Yamaguchi Y, Takeda K, Yoshida S, Maruo K. Optimal biological dose selection in dose-finding trials with model-assisted designs based on efficacy and toxicity: a simulation study. Journal of Biopharmaceutical Statistics 2023; doi: 10.1080/10543406.2023.2202259.

Examples

n.dose      <- 6
start.dose  <- 1
size.cohort <- 3
n.cohort    <- 12

toxprob <- rbind(c(0.94,0.87,0.79,0.68,0.62,0.50),
                 c(0.05,0.10,0.15,0.20,0.20,0.20),
                 c(0.01,0.03,0.05,0.10,0.15,0.25),
                 c(0.00,0.00,0.01,0.02,0.03,0.05))
effprob <- rbind(c(0.64,0.52,0.45,0.35,0.20,0.05),
                 c(0.30,0.40,0.40,0.40,0.40,0.15),
                 c(0.05,0.05,0.10,0.15,0.20,0.35),
                 c(0.01,0.03,0.05,0.10,0.20,0.45))

sev.weight <- c(0.00,0.50,1.00,1.50)
res.weight <- c(0.00,0.25,1.00,3.00)

phi   <- 0.33
delta <- 0.70

tau.T   <- 30
tau.E   <- 45
accrual <- 10

estpt.method <- "obs.prob"
obd.method   <- "max.effprob"

n.sim <- 10

tite.gboinet(
  n.dose=n.dose, start.dose=start.dose,
  size.cohort=size.cohort, n.cohort=n.cohort,
  toxprob=toxprob, effprob=effprob,
  sev.weight=sev.weight, res.weight=res.weight,
  phi=phi, delta=delta,
  tau.T=tau.T, tau.E=tau.E, accrual=accrual,
  estpt.method=estpt.method, obd.method=obd.method,
  n.sim=n.sim)

Utility defined by scoring

Description

Given estimated toxicity and efficacy probabilities, the utility which is defined by scoring is calculated.

Usage

utility.scoring(probt, probe, psi00, psi11)

Arguments

probt

Estimated toxicity probability.

probe

Estimated efficacy probability.

psi00

Score for toxicity=no and efficacy=no.

psi11

Score for toxicity=yes and efficacy=yes.

Value

The utility.scoring returns a utility value defined by the scoring.

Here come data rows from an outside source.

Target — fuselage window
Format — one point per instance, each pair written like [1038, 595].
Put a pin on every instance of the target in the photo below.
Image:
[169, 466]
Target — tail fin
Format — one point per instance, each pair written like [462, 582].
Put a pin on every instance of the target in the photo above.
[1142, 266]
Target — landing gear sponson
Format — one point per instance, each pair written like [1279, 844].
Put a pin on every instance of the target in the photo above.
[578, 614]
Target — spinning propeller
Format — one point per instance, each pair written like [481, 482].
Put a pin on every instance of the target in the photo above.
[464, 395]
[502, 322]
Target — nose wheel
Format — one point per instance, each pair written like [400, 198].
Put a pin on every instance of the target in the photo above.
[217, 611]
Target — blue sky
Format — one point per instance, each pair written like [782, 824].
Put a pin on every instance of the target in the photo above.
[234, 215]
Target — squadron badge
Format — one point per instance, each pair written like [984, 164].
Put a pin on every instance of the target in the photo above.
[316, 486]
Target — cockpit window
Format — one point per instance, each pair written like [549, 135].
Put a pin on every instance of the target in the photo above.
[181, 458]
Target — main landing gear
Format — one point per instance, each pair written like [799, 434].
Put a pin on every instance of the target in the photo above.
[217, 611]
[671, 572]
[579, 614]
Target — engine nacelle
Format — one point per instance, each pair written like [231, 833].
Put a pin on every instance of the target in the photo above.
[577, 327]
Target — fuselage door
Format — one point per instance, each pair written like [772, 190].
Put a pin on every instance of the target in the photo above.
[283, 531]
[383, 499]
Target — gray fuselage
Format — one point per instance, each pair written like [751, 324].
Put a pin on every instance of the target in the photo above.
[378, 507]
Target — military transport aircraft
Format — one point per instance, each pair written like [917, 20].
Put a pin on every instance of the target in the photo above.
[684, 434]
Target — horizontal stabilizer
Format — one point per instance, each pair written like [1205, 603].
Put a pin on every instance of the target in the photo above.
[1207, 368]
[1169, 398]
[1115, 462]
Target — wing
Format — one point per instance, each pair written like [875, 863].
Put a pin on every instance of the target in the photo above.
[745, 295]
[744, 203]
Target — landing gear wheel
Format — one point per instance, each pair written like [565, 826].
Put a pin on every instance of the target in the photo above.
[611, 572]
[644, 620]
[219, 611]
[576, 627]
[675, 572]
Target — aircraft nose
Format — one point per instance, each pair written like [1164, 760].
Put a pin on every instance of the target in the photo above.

Utility defined by truncated linear function

Description

Given estimated toxicity and efficacy probabilities, the utility which is defined by truncated linear functions is Calculated.

Usage

utility.truncated.linear(probt, probe, tlow, tupp, elow, eupp)

Arguments

probt

Estimated toxicity probability

probe

Estimated efficacy probability

tlow

Lower threshold of toxicity linear truncated function.

tupp

Upper threshold of toxicity linear truncated function.

elow

Lower threshold of efficacy linear truncated function.

eupp

Upper threshold of efficacy linear truncated function.

Value

The utility.truncated.linear returns a utility value defined by the truncated linear functions.


Utility defined by weighted function

Description

Given estimated toxicity and efficacy probabilities, the utility which is defined by a weighted function is Calculated.

Usage

utility.weighted(probt, probe, w1, w2, tox.upper)

Arguments

probt

Estimated toxicity probability.

probe

Estimated efficacy probability.

w1

Weight for toxicity-efficacy trade-off.

w2

Weight for penalty imposed on toxic doses.

tox.upper

Upper bound of toxicity probability.

Value

The utility.weighted returns a utility value defined by the weighted function.